An eventual participation of La Sele (Costa Rica’s national team) in the World Cup in Qatar in November, could move more than US$18 million in our economy, according to calculations by Francisco Navarro, researcher and master in marketing of sports contexts, from the University of Costa Rica (UCR).
In addition, it would be necessary to add the little more than US$10 million that the Costa Rican Soccer Federation would receive for qualifying and participating in the group stage, which even counts as a direct foreign investment since that money would be redirected to the soccer industry’s own expenses, most within the country.
The industry linked to the men’s national team, that is, everything related to merchandising, transmission rights, and advertising, will get the most out of the World Cup party.
In the second instance, all those activities that are going to be carried out as a result of the possible participation of La Sele in the World Cup: call it watching the games from the homes of family or friends, in bars or restaurants, buying items to enjoy the games and all the expenses that this implies.

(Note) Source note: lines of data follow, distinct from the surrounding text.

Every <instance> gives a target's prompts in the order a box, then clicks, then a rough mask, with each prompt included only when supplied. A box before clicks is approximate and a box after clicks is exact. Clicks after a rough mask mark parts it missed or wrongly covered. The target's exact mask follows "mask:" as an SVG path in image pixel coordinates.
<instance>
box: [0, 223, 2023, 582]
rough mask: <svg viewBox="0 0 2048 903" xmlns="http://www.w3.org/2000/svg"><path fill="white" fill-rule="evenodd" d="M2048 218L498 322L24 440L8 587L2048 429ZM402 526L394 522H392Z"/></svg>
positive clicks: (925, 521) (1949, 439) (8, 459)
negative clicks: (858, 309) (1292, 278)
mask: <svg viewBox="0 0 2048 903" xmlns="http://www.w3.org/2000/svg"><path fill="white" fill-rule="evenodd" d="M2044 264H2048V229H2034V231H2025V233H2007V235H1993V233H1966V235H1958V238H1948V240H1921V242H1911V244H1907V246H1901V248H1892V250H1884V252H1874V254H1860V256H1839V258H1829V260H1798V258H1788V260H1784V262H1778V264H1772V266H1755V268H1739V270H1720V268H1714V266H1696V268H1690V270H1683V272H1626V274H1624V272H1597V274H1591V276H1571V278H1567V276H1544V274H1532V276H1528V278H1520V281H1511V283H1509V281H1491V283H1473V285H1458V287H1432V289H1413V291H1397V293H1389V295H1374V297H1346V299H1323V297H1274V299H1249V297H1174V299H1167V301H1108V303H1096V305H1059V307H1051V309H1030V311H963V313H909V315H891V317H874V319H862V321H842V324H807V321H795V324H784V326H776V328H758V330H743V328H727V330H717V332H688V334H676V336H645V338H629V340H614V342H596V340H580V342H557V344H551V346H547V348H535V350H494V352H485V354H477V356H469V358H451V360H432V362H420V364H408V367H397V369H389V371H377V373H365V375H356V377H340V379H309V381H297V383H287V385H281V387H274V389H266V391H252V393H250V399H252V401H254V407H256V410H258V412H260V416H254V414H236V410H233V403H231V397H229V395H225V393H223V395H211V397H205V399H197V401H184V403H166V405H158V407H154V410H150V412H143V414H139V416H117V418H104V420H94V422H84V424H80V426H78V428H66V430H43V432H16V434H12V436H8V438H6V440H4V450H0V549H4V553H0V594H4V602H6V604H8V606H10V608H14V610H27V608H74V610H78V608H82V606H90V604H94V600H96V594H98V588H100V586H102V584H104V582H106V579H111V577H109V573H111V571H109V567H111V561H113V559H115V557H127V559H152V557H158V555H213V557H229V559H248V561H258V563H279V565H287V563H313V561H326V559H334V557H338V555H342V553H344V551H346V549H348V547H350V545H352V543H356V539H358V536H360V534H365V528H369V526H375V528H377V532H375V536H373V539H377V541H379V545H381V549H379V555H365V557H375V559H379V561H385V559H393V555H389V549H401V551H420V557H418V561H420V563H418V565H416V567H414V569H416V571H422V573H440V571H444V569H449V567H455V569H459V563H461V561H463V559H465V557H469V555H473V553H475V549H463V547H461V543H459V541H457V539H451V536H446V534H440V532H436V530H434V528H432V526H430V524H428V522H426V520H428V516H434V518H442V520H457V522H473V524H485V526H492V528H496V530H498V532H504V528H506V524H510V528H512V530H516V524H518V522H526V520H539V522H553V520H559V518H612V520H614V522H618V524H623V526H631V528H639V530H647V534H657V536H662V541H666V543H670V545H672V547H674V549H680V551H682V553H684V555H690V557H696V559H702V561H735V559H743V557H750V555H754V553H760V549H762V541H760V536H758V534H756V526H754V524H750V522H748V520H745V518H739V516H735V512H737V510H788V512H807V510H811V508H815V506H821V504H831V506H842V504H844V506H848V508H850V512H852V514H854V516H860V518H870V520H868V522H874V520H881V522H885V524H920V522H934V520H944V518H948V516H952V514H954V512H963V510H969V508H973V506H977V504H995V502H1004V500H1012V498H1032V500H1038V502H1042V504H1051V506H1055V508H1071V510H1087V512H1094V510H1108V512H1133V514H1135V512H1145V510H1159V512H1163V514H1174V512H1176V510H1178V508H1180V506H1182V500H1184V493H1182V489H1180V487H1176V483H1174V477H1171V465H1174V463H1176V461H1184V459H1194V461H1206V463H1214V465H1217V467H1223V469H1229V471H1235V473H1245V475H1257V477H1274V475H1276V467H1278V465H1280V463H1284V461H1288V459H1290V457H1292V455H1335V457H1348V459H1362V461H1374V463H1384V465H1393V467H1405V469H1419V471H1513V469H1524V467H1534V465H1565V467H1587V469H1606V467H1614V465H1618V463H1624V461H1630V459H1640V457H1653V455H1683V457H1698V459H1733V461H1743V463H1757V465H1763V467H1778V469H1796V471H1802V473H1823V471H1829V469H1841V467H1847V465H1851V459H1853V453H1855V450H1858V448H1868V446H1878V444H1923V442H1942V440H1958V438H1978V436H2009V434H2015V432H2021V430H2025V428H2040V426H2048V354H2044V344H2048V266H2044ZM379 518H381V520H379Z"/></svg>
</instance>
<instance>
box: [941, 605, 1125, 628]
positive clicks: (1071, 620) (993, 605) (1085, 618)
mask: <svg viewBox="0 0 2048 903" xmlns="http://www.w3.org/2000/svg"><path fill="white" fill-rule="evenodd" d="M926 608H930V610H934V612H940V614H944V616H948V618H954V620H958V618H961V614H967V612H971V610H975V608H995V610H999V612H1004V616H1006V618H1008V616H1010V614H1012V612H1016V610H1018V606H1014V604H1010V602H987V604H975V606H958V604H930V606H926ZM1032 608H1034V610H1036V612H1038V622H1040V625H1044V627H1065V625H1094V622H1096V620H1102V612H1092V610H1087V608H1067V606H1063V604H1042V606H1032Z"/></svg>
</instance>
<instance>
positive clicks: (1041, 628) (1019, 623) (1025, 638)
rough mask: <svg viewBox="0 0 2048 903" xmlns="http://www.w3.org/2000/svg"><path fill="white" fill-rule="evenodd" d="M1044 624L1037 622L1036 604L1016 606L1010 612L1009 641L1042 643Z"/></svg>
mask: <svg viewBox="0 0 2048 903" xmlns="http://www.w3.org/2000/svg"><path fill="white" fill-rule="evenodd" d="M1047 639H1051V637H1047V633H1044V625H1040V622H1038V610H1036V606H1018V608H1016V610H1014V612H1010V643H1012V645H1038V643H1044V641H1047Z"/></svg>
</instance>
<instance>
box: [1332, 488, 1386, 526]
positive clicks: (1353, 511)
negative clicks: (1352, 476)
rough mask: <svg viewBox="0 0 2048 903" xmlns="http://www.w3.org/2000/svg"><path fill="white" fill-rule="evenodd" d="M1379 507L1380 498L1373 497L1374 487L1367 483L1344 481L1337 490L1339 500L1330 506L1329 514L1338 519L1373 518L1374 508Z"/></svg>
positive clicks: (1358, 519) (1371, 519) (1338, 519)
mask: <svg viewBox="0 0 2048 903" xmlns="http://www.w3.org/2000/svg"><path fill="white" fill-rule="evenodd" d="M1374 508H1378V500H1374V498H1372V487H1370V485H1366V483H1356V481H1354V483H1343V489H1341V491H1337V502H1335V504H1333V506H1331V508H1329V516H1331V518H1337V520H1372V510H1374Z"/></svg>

“Of course it would be a positive impact for the economic reactivation because this generates a greater movement of economic agents towards consumption and since it is celebrated between November and December, it is possible that when people receive their bonus, they have a greater possibility of buying and increase its consumption of commercial activities, it also positions us at a global level and even in the medium term, generating an impact on tourism,” indicated economist Gerardo Corrales.
Likewise, the fact of classifying in the group with Spain, Germany and Japan, allows the people of three great powers to turn their eyes towards Costa Rica.
“Spain, Japan and Germany are three great powers in soccer but also huge markets for tourism, and this intrigue that is generated is favorable for our export products, both agricultural and the tourism sector,” said economist Leiner Vargas.
“The moment of marketing is a fundamental issue, the games themselves are their own marketing. That the Spaniards spend 90 minutes watching our names and colors and have Costa Rica in their heads, that is already a gigantic gain in marketing, it is a fantastic publicity effect,” he added.
And although the classification is not going to make the country perceive and maintain exorbitant macroeconomic figures, it would help alleviate the difficult situation that hundreds of companies have experienced.
“The qualification for the World Cup does not reactivate the economy in a gross way but in certain sectors that have the temporality associated with the sale of sporting goods and the food issue, specifically in the games of Costa Rica and some others of high concern, for example when it participates an important selection like Argentina or Brazil,” added Daniel Suchar, financial analyst.
The determining game will take place at 12 noon (Costa Rica time) this Tuesday, June 14.
It will be broadcast live on the major national television stations. Various communications channels have also set up special viewing in theaters and other venues for groups of fans to enjoy the game together.
In addition, on Friday, President Rodrigo Chaves signed a decree that allows all Central Government employees an extra hour off for lunch and urged all other state institutions, government agencies and the private sector to do the same.